David’s case reveals the complexity of social capital. On the one hand, his account emphasises the positive value of strong bonding social networks associated with ‘Black neighbourhoods’ in that it allowed him to establish bonds of trust and reciprocal relationships with his fellow students from diverse nationalities. He was also able to establish interethnic bonds and networks, although it is important to recognise that these students shared a very similar social class background to David. On the other hand, however, David’s account can be viewed as representing a more negative association with ‘Black neighbourhoods’. Although David’s choice of a local (but not as good) university allowed him to ‘get by’ through accessing and utilising local resources and networks in order to complete his studies, it could be argued that his desire to remain in the ‘comfort zone’ of the neighbourhood greatly diminished his opportunities to access other forms of capital that would be more likely to be available to him if he attended the élite university that was geographically and socially far beyond his neighbourhood space.

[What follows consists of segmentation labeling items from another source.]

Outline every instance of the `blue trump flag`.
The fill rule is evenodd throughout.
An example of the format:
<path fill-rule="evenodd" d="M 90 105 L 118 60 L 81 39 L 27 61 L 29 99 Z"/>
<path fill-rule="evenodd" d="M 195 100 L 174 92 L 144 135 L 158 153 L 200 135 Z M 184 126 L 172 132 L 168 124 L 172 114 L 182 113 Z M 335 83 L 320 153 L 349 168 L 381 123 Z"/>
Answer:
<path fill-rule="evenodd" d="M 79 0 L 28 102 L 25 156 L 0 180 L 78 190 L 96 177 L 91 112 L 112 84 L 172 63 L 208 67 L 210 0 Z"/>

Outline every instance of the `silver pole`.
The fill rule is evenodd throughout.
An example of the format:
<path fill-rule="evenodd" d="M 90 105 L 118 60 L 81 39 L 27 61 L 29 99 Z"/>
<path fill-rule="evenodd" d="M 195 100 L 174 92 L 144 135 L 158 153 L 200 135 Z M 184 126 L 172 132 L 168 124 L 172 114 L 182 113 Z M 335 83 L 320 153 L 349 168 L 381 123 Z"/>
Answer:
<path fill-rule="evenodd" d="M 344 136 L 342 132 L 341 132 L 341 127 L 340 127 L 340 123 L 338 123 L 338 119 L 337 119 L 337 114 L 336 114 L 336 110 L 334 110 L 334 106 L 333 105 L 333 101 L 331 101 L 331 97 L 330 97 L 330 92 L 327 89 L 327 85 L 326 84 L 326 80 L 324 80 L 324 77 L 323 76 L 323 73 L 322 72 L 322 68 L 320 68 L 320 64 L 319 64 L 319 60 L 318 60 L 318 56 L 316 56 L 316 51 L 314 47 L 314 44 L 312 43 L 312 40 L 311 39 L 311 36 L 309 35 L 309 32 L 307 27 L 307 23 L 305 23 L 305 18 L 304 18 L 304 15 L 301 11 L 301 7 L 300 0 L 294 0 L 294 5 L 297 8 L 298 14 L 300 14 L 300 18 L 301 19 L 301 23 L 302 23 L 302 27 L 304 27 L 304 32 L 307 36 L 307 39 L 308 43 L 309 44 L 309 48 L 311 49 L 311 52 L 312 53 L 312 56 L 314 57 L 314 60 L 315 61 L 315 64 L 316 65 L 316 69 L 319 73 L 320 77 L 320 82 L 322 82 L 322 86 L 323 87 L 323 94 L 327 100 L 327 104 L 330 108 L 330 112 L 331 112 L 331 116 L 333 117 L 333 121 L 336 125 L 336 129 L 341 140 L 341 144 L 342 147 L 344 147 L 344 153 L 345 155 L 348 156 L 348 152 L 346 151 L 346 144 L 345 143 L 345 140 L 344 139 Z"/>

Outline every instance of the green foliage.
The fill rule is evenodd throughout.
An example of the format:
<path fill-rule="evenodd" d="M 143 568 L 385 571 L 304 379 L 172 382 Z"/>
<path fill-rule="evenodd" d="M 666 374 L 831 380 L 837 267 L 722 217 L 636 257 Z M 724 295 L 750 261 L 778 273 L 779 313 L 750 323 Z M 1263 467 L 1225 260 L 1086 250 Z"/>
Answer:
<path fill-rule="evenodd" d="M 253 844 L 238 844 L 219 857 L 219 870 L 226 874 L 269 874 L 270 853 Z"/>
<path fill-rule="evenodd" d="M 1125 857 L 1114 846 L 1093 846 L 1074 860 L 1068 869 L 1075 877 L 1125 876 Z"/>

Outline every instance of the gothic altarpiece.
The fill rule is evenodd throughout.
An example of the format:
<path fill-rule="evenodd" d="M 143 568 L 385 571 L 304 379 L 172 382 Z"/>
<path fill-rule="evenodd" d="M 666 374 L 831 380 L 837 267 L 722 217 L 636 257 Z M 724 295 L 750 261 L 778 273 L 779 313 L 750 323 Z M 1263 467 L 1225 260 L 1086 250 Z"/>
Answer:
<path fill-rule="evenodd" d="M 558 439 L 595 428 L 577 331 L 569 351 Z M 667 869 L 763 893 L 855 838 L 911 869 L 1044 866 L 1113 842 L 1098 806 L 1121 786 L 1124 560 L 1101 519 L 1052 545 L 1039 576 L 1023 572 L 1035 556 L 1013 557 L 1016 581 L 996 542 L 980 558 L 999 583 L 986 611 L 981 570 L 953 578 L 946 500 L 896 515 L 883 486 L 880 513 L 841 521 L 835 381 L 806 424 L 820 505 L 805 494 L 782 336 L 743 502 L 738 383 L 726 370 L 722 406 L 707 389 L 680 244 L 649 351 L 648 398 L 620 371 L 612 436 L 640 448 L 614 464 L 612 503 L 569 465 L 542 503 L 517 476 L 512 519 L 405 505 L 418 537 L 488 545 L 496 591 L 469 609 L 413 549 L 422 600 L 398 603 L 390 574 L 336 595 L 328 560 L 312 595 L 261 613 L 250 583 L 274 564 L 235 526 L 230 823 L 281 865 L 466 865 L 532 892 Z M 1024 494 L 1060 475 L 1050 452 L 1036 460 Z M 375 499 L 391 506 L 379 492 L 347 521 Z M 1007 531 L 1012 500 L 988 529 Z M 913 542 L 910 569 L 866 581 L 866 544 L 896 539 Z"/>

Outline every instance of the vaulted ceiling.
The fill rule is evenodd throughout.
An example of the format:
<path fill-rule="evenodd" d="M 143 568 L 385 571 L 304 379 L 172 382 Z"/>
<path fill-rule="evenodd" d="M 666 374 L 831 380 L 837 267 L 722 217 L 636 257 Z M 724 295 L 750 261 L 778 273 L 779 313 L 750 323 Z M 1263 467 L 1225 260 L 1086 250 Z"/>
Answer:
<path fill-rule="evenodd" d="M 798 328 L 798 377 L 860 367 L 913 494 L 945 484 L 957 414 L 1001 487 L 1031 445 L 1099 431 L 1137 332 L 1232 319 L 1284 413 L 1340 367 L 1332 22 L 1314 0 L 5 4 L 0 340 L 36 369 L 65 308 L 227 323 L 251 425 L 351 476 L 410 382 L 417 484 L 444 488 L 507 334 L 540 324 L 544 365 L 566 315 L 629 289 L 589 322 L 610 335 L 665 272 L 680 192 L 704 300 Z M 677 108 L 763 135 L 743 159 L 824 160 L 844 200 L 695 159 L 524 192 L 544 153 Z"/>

David’s was one of many accounts provided by Black youths choosing to remain in or close to ‘Black neighbourhoods’ where resources and opportunities for social mobility may be limited. This raises the question as to why these youths are choosing to remain in comfort zones where resources are limited instead of venturing out into unfamiliar territory where they stand a greater chance of success. Perhaps Granovetter’s classic paper, ‘The strength of weak ties’ (1973), has particular relevance in seeking to understand these young people’s experiences. Granovetter’s work suggests that different ties generate different resources. The ‘strong ties’, in this case most associated with ethnic-specific bonding ties of the ‘Black neighbourhood’, imbue individuals such as David with a sense of belonging, practical resources and coping strategies in the face of discrimination. In contrast, ‘weak ties’, such as those crossing racial or social class lines, and which are generally found outside ‘Black neighbourhoods’, enable individuals to develop networks and resources outside their own immediate networks and with people belonging to different social and cultural backgrounds. It is important to stress, however, that the value of these ‘weak ties’ is very much dependent on an individuals’ ability to utilise these ties to their own advantage and to access further resources, knowledge and capital. To a large degree, entrenched forms of societal inequality or social mobility are determined by intersecting and interrelated forms of capital: cultural, social, economic and symbolic capitals (Bourdieu and Wacquant, 1992). These differing forms of capital create social stratification among young people. They also determine the factors that influence young people’s social wellbeing, such as attachment to place, belonging and security (Schaefer-McDaniel, 2004; Adkins, 2005; Reynolds, 2006b).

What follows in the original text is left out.